Brain surgery helps relieve ear infections

PHILADELPHIA -- TE is a defect in the part of the skull that separates the brain from the ear. This can cause brain fluid leakage and even meningitis. Now, an innovative endoscopic operation is minimizing the incision and impact on the brain; repairing the problem in little more than an hour of surgery.

Agnes McFadden, mother and grandmother, loves to travel and cook. But three years ago, when her ear began leaking massive amounts of fluid, she had to put her life on hold.

McFadden told Ivanhoe, “My pillows every night were completely covered by the morning.”

Agnes was diagnosed with TE, meaning a hole in her temporal bone, which forms part of the skull, had to be surgically repaired. The pulsating of her brain had created just enough pressure for cerebral fluid to go where it shouldn’t--- through a hole in her skull.

Kadir Erkmen, MD, Vice Chairman of Neurosurgery at Temple University explained, “It actually has a shelf and the brain sits on top of it and it’s through that shelf bone that is oftentimes very thin; the brain can have a defect and the bone can have a defect, and so the brain material and fluid from the brain can get into the ear space.”

As soon as her ear infections stopped, Agnes underwent groundbreaking endoscopic keyhole neurosurgery. This unique operation uses tiny cameras inserted through an incision, less than two inches long, to repair the skull.

Pamela Roehm, MD, PhD, Professor; Director, Division of Otology and Neurotology, Department of Otolaryngology at Temple University School of Medicine explained, “Before, we had to make a very large incision, and shave half the head, and then put in retractors that really pushed the brain down, in order to repair these areas.”

This approach using the endoscope was the brain child of Doctors Erkmen and Roehm.
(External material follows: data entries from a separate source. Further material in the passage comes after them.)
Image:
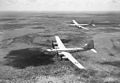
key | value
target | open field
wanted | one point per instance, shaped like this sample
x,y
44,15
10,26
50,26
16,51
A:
x,y
25,36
It offers better visualization and has very little impact on the healthy tissue. The keyhole surgery uses bone, muscle, and a suture to seal up the hole. Doctors say the defect can be present at birth, caused by a severe head injury, or even be the result of numerous ear infections. But no matter how it happened, Agnes is back to business as usual.

McFadden said, “Wonderful. Like nothing ever happened.”

Doctors say that because a major risk of this condition is the possibility of spinal fluid entering the ear, meningitis can occur. So, if you have recurrent ear infections and antibiotics haven’t worked, be sure to ask your physician about other possible causes, like TE. Agnes’ total recovery time was around three months.